Since the introduction of the IR35 legislation in 2000, the ‘substitution’ clause has played an important role in determining whether a contractor belongs inside or outside the rules.
But following the arrival of public sector IR35 reform and the release of HMRC’s much-maligned IR35 tool, CEST, is it fair to say that substitution is now more vital than ever? Quite possibly.
Typically, an outside IR35 contract includes the right for the worker to provide a competent substitute should they not be able to carry out the service themselves. It’s considered one of the three key status tests, along with Control and Mutuality of Obligation (MoO) and is a crucial - albeit not definitive - indicator of an outside IR35 engagement.
While a number of recent IR35 tribunals have been won by contractors without the right of substitution, since the rollout in 2017 of CEST, there is a case to be made that substitution has actually grown in importance. This is largely due to the sheer number of IR35 decisions that CEST now plays a part in.
As you might know, one of the many failings of CEST is that it tends to advise that a contractor should sit inside the legislation if substitution isn’t present. In some circumstances, the worker could tick many of the other boxes for belonging outside the rules, but if it isn’t stated in the contract that they can send a substitute, in HMRC’s eyes, the contractor will often belong inside IR35.
Numerous recent IR35 tribunals have found differently though, demonstrating that even without the right of substitution, contractors are still able to work outside the scope of the legislation. However, the widespread use of CEST, which relies heavily on substitution when delivering an answer, suggests that contractors would be wise to ensure their contract includes this.
That HMRC likes to ensure substitution is present but IR35 tribunals can look beyond this particular area of the legislation doesn’t quite stack up. And understandably, it has led many IR35 specialists to ask why HMRC hasn’t overhauled CEST’s logic around substitution.
The tax office regularly promises to improve the tool, but usually fails to specify which areas it will focus on. The following HMRC statement, for example, shows how vague the tax office has been in the past when pledging to refine its IR35 tool.
“HMRC continues to work with stakeholders to make improvements to CEST and wider guidance.
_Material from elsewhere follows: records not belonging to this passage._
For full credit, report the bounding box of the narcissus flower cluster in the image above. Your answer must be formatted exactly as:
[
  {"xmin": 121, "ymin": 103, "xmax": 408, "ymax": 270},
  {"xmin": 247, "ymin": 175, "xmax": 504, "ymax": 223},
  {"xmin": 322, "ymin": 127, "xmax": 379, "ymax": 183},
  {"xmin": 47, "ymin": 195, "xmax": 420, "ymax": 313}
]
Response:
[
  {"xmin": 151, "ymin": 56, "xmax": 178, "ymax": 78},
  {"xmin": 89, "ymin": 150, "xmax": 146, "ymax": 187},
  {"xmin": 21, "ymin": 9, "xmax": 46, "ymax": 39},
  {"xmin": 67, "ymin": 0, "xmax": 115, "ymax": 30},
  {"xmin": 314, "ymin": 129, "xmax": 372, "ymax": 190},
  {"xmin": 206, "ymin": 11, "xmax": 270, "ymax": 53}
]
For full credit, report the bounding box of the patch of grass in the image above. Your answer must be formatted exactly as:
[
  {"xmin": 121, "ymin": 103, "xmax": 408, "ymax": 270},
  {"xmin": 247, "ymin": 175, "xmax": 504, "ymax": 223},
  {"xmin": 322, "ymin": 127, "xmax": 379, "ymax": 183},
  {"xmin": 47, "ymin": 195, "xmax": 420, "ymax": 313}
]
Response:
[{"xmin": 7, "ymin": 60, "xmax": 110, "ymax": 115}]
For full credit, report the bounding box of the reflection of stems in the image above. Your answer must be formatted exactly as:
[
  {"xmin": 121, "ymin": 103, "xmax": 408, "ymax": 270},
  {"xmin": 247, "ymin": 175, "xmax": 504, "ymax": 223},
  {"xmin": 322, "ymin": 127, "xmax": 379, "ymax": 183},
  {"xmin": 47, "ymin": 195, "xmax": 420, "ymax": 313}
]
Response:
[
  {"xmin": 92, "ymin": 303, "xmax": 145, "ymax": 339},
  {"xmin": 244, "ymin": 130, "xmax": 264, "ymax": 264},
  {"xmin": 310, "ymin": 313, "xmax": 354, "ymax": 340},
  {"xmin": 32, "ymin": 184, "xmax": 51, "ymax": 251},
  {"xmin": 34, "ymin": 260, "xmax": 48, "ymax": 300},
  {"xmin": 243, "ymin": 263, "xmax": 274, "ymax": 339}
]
Enhancements will be rigorously tested with stakeholders, and operational and legal experts, and will be available for use later in 2019.”
Granted, in a recent IR35 forum, HMRC did give members the opportunity to help shape it. The taxman invited several IR35 experts to have their say on the fact that CEST assumes Mutuality of Obligation (MoO) is present in every contractor engagement - a view that at Qdos, we strongly disagree with having handled over 1,600 IR35 investigations.
That HMRC has at least promised to explore ways to introduce MoO to CEST is a positive development, but it doesn’t make up for the fact the tool is built so a contractor’s IR35 status will very often be decided on substitution - particularly when it doesn’t necessarily in reality.
We’re told that an enhanced version of CEST will be released in due course - presumably before the introduction of further IR35 reform - but HMRC has said little, if anything, about reconsidering the role of substitution when the tool delivers an answer.
So as we look ahead to the arrival of further IR35 changes, contractors, many of whom are concerned that their clients and agencies will not be able to accurately set tax status, should include substitution in their contract. Better still, they must look to exercise this right to demonstrate that it is genuine.
While on its own, substitution will not always ensure a contractor is classed outside IR35 in court, should an engager set IR35 status solely based on the advice of CEST - which is unadvisable anyway - the chance of being able to work outside the legislation without substitution is slim.
For recruitment agencies and end-clients, either of which will carry the liability as the fee-payer when further IR35 reform is enforced, much like in the public sector, CEST’s over-reliance on substitution is yet another reason not to rely on the tool when determining a contractor’s status.